Co do ''słodyczowych dni'' i poszczenia w pozostałe to również nie jest dobre
wyjście z sytuacji. Może nieść ze sobą niebezpieczeństwo, że wygłodniałe po
całym tygodniu dziecko będzie się rzucać na słodkości i nadrabiać niedostatki
cukru w sposób niekontrolowany. Posiłki nie powinny być ograniczone
zakazami, które w weekend nagle znikają i wypierają zdrowe posiłki.
Zalecam całodzienne żywienie w odpowiednich proporcjach. Niech desery codziennie lub co drugi dzień - też będą jego częścią. Mogą to być np. świeże
lub suszone owoce czy przekąski z orzechami. Jestem za racjonalnym jedzeniem
pełnowartościowych posiłków i od czasu do czasu spożywania czegoś słodkiego.
Z badań wynika, że polskie dzieci niedługo będą tak otyłe jak amerykańskie.
To już się dzieje. Nadwaga i otyłość łącznie dotyczą powyżej 20 proc. dzieci i
młodzieży. Praktycznie co piąte dziecko w niektórych środowiskach, szczególnie
w dużych miastach, jest otyłe.
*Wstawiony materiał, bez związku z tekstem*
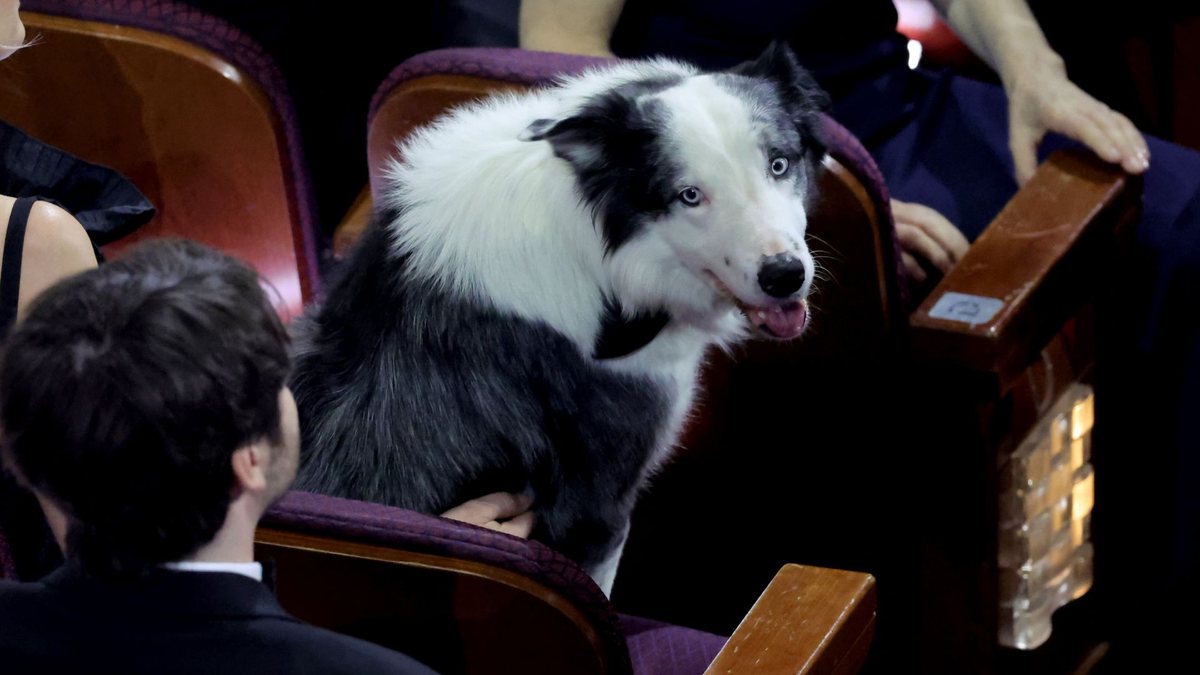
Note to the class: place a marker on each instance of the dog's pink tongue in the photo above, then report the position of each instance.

Z tym że w USA mówi się: ''Bieda jest gruba''.
Chodzi o to, że ubogie rodziny spożywają tanią, wysoko przetworzoną żywność.
W Polsce jest inaczej - u nas otyłość występuje szczególnie u chłopców w
zamożnych rodzinach. Poza tym tylko 30 proc. dzieci bierze udział w
pozaszkolnych zajęciach sportowych. Największa liczba zwolnień z WF-u jest z
inicjatywy rodziców - dzieci nie chcą po prostu ćwiczyć.
Jaki jest poziom nauczania WF-u w szkołach, wszyscy wiemy. Czasem trudno
się dzieciakom dziwić.
To prawda, ale jest szansa, że sytuacja się polepszy. W tej chwili do ramy
programowej weszła zasada, w myśl której zajęcia mają być do wyboru - to już
nie tylko gry zespołowe, które nie wszyscy lubią, ale także aerobik, fitness,
taniec.
Jako Instytut Żywności i Żywienia też chcemy dołożyć swoją cegiełkę. We
współpracy ze Szwajcarami prowadzimy program walki z nadwagą i otyłością.
Jedno z zadań tego projektu jest skierowane do szkół i przedszkoli. Polega ono
na motywowaniu tych placówek do działań na rzecz prawidłowego żywienia i
aktywności fizycznej. Jeżeli szkoła lub przedszkole wprowadzi prozdrowotne
sklepiki, wdroży zasady zdrowego odżywiania, podejmie działania aktywizujące
dzieci w tym zakresie - nie tylko pogadanki na ten temat, ale także rzeczywiste
zajęcia kulinarne - dostanie certyfikat instytucji przyjaznej zdrowemu żywieniu i
aktywności fizycznej Instytutu Żywności i Żywienia pod patronatem MEN.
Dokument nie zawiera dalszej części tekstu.